Beech Leaf Disease: Search For a Treatment

Beech Leaf Disease

Last year Land Alliance stewardship staff began documenting a worrying condition at our preserves. We witnessed a distinctive striping pattern along the leaves of American beech trees. When standing under a tree and looking up at the leaves, we observed dark bands across them between leaf veins, sometimes alternating with the green leaf color. We had heard about Beech Leaf Disease (BLD); now we were finding it in our preserves – first in the Humes Stroll Garden, then in the Humes Preserve, Cushman Woods, Fox Hollow, Wawapek. And everywhere. Eventually those leaves curled up and dried out.

What is Beech Leaf Disease and Its Impact

BLD first documented in New York in 2018 and in Suffolk County in 2020, is caused by an exotic nematode (Litylenchus crenatae ssp.mccannii), a worm that feeds on beech leaves. The condition can cause tree mortality over time.

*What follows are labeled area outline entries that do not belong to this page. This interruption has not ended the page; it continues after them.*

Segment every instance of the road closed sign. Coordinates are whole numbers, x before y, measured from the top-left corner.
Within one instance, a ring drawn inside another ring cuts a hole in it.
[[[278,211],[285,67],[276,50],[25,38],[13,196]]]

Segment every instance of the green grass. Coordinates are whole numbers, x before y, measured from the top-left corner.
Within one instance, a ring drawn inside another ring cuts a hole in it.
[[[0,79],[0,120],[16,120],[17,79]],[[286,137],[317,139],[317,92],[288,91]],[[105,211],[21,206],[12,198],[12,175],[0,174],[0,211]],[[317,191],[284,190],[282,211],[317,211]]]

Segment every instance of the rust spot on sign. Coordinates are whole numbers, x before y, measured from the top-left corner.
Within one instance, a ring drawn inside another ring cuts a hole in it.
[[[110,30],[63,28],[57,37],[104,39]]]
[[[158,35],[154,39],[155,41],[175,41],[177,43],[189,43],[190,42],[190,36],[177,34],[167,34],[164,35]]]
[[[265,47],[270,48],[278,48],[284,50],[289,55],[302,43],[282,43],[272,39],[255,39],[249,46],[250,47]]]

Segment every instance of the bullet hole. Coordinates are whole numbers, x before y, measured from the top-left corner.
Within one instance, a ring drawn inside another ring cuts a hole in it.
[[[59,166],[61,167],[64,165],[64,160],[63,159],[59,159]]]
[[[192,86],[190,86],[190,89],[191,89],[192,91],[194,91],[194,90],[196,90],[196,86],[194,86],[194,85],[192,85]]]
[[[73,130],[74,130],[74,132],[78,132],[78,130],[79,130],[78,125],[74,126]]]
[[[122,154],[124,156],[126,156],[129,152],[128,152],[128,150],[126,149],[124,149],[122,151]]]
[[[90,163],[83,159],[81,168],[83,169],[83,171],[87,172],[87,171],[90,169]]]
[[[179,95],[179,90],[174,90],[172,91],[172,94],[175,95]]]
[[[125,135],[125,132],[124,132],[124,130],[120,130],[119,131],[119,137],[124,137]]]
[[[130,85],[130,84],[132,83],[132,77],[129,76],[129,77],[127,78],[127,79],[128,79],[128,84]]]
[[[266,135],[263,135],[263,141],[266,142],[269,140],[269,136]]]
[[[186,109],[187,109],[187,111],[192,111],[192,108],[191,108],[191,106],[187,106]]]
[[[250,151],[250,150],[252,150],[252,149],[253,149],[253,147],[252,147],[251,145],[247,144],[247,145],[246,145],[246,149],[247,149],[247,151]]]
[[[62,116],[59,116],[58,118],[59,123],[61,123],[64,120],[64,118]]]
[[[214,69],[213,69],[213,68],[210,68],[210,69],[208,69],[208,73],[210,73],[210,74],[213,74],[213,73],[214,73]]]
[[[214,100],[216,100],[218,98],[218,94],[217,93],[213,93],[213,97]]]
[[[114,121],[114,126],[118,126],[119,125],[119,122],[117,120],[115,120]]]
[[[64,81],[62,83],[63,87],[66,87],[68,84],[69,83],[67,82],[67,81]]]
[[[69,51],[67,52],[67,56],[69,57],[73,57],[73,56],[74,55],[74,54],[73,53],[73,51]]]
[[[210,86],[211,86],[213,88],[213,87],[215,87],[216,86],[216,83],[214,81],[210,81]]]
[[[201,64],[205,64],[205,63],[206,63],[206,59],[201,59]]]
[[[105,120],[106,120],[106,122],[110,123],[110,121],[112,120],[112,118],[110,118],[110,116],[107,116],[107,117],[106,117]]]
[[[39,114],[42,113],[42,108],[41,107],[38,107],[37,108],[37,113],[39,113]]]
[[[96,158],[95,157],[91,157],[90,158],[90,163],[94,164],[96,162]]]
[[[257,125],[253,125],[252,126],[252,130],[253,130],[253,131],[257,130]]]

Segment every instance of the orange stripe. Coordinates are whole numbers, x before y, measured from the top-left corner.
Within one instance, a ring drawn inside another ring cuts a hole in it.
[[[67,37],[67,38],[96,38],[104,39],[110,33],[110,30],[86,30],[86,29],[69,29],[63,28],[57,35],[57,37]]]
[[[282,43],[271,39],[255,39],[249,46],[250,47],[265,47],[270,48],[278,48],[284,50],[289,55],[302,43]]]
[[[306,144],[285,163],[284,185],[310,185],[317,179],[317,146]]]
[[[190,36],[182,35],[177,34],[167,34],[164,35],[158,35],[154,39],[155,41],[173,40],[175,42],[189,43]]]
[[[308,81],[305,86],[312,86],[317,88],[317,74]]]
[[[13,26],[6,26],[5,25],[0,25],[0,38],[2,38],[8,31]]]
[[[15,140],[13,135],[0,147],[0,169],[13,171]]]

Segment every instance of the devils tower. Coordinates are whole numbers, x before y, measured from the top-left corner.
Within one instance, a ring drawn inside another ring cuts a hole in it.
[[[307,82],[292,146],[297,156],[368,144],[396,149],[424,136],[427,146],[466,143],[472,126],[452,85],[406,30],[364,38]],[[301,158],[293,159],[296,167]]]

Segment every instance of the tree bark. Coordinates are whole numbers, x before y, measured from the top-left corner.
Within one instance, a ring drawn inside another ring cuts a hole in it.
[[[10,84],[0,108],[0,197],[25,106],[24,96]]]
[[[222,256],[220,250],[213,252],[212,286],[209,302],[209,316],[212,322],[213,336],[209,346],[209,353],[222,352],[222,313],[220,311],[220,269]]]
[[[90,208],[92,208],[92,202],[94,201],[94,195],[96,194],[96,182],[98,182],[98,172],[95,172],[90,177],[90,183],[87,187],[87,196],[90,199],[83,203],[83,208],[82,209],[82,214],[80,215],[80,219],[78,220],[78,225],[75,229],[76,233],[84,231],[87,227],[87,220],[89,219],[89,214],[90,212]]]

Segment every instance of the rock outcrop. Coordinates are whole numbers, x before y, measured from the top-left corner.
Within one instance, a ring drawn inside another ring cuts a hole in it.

Many of us are aware of the devastating impacts of American chestnut blight and Dutch elm disease on native tree populations, but few of us may have lived through the early stages of ravaging such majestic trees. To be experiencing a new disease whose impacts may wipe out entire populations of our cherished beeches – a dominant canopy species in so many of our Long Island woodlands – is sobering. The disease is a serious threat to imperiled community types found on the north shore of Long Island. There is no known treatment for it, but thankfully, research is underway to find one.

Search for a Treatment

The NYS Department of Environmental Conservation, Cornell Cooperative Extension (CCE) – Suffolk County and the Long Island Horticultural Research & Extension Center (LIHREC) recently submitted a new project proposal for a Forest Service Pesticide Impact Assessment Program (FSPIAP) grant. It would provide funding to conduct trials and evaluation of the effectiveness of several pesticides and a fertilizer over a three-year period. As one of three land trust cooperators (in addition to Peconic Land Trust and Henry L. Ferguson Land Trust) the Land Alliance would provide access to American beech populations at one or more of our nature preserves.

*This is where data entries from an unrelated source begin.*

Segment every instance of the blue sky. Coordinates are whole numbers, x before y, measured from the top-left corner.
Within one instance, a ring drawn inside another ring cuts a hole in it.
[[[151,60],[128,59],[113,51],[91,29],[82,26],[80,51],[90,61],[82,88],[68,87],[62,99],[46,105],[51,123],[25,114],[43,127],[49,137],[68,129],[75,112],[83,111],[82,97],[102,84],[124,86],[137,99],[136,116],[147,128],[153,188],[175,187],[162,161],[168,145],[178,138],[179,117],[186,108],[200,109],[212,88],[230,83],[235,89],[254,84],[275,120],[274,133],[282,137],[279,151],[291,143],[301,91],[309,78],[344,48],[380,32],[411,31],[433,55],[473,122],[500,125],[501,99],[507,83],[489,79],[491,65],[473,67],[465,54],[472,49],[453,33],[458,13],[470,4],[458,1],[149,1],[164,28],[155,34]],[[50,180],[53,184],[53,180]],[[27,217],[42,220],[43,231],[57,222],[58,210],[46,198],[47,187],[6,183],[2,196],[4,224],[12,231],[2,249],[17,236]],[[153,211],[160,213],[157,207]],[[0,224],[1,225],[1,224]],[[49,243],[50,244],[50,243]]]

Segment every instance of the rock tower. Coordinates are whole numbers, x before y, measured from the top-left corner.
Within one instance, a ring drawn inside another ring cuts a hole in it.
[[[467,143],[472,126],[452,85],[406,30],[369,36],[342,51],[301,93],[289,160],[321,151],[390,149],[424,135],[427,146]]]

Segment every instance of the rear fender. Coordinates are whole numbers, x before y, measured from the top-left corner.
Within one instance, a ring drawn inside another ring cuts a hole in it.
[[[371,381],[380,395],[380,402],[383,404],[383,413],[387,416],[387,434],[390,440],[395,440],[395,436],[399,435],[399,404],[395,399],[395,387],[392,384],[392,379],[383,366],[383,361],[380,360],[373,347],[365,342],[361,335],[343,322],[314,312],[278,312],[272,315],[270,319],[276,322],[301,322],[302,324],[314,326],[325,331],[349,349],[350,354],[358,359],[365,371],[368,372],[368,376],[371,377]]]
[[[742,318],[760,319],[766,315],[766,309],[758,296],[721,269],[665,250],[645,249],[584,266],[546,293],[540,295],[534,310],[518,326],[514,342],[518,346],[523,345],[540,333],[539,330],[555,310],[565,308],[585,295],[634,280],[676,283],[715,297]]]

Some promising results of trials of a phosphonate fertilizer have been documented. The trials were conducted on saplings by researchers in Ohio, where BLD symptoms were documented in 2018, and by Bartlett Research Labs of the fungicide Broadform to reduce nematode levels. There also have been successful trials. While Long Island is one of the worst hit areas of the State, given the disease’s recent appearance there has been little time to find a treatment here. CCE – Suffolk County and LIHREC set up monitoring stations in eastern Long Island in 2019 and in 2020 began trials of experimental pesticide treatments. Peconic Land Trust, with a grant through the New York State Conservation Partnership Program, began working with CCE to conduct trials of a fungicide and two insecticides earlier this year. The FSPIAP funding would be used to continue these research trials and launch additional trials of Broadform and the fertilizer used in Ohio at Henry L. Ferguson Land Trust and Land Alliance preserves.

Data collection will be carried out according to the USDA Forest Service BLD long-term monitoring protocol. Visual observational data will be done in May and early September. Leaf samples from each of the treated trees will be collected in early fall for nematode extraction to gauge effectiveness of the pesticide treatments under the guidance of Margery Daughtrey of the LIHREC.

Time is of the essence to find effective treatment of Beech Leaf Disease. The Land Alliance is cautiously hopeful that this important research will contribute to preserving beech trees, whether in New York or beyond our region.

Many thanks to the DEC’s Jessica Cancilliere and CCE-Suffolk County’s Mina Vescera for submitting and sharing their grant application and to Margery Daughtrey for project coordination.